Iraqiyah is negotiating with the Shiite Muslim Islamic Supreme Council of Iraq, the Fadheela Party, the Kurdistan Parties Coalition and the Sunni Muslim Iraqi Unity Bloc, Allawi’s spokeswoman, Maysoon al-Damluji, said late yesterday. Talks “have reached advanced stages and their outcome will be announced at the appropriate time,” she said.
Allawi, a Shiite who won support from secular and Sunni voters in the March elections, has won the backing of 130 members of the 325-seat assembly, compared with 132 for al-Maliki’s Shiite-led State of Law group, al-Sumaria television reported. Iraqiyah nominated Vice President Adel Abdel Mahdi, an ISCI member, as its premiership candidate.
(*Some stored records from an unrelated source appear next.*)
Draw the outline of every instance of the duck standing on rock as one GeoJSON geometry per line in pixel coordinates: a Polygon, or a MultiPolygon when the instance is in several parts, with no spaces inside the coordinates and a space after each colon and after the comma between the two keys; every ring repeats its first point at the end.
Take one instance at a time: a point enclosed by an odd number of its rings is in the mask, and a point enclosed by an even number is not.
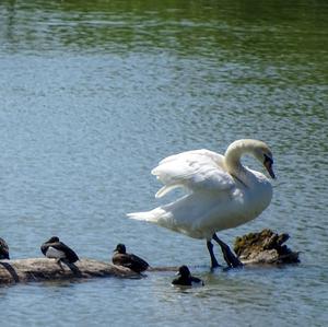
{"type": "Polygon", "coordinates": [[[224,155],[206,149],[181,152],[162,160],[152,174],[164,184],[156,198],[175,188],[186,189],[187,195],[151,211],[128,213],[128,217],[194,238],[204,238],[212,268],[220,266],[212,240],[220,245],[229,267],[243,266],[216,232],[251,221],[270,205],[272,198],[269,179],[262,173],[244,166],[241,162],[244,154],[254,156],[271,178],[276,177],[272,153],[262,141],[234,141],[224,155]]]}
{"type": "Polygon", "coordinates": [[[127,254],[126,246],[117,244],[112,258],[114,265],[127,267],[138,273],[148,269],[149,264],[133,254],[127,254]]]}
{"type": "Polygon", "coordinates": [[[73,264],[79,260],[78,255],[70,247],[60,242],[57,236],[52,236],[45,242],[40,250],[47,258],[57,259],[59,265],[60,261],[73,264]]]}
{"type": "Polygon", "coordinates": [[[190,270],[187,266],[179,267],[177,275],[179,277],[172,281],[173,285],[181,285],[181,287],[204,285],[201,279],[191,276],[190,270]]]}
{"type": "Polygon", "coordinates": [[[0,260],[9,258],[9,247],[3,238],[0,237],[0,260]]]}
The power struggle between the two blocs has delayed the formation of a government, with neither able to command a parliamentary majority. The vacuum coincided with a surge in violence, prompting regional leaders including Turkish premier Recep Tayyip Erdogan to join the U.S. in calling for the rapid creation of an administration able to unify the country.
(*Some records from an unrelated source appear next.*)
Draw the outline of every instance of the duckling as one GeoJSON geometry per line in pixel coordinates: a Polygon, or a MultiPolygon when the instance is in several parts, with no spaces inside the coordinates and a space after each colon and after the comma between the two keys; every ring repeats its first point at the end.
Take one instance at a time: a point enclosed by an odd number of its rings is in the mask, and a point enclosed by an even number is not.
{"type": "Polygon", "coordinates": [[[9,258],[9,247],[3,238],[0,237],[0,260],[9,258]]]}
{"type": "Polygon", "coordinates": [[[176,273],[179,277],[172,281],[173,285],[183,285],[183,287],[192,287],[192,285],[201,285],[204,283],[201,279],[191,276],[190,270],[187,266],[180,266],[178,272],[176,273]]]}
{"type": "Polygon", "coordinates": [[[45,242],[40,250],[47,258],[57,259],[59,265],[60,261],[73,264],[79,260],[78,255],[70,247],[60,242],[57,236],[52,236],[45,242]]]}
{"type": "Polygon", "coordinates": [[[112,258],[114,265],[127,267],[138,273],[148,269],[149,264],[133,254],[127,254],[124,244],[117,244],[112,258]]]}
State of Law’s merger with other Shiite groups to form the National Alliance in June was a setback to Allawi’s efforts to create a bloc larger than al-Maliki’s. The alliance this month nominated al-Maliki as its candidate for the premiership over objections of some of its lawmakers from groups such as ISCI.
Discussions With Kurds
The Kurdistan Parties Coalition, which includes President Jalal Talabani’s Patriotic Union of Kurdistan and the Change Party, holds about 53 seats in the assembly. Its members have said they are in talks with both Allawi and al-Maliki.
“Right now, Maliki and Allawi are battling for Kurdish support,” said Reidar Visser, an Iraq analyst at the Oslo-based Norwegian Institute for International Affairs. “Whoever gets it should be in a position to form a government reasonably fast.”
Al-Damluji didn’t specify the number of lawmakers who are backing Allawi in her statement yesterday, and she wasn’t immediately available for comment when contacted by telephone today.
“There is no time limit, except that there will be new elections in 2015,” Visser said, referring to the formation of the next government. “In the case of a protracted stalemate, the new parliament could choose a speaker and work with the existing government, or dissolve itself in order to have fresh elections.”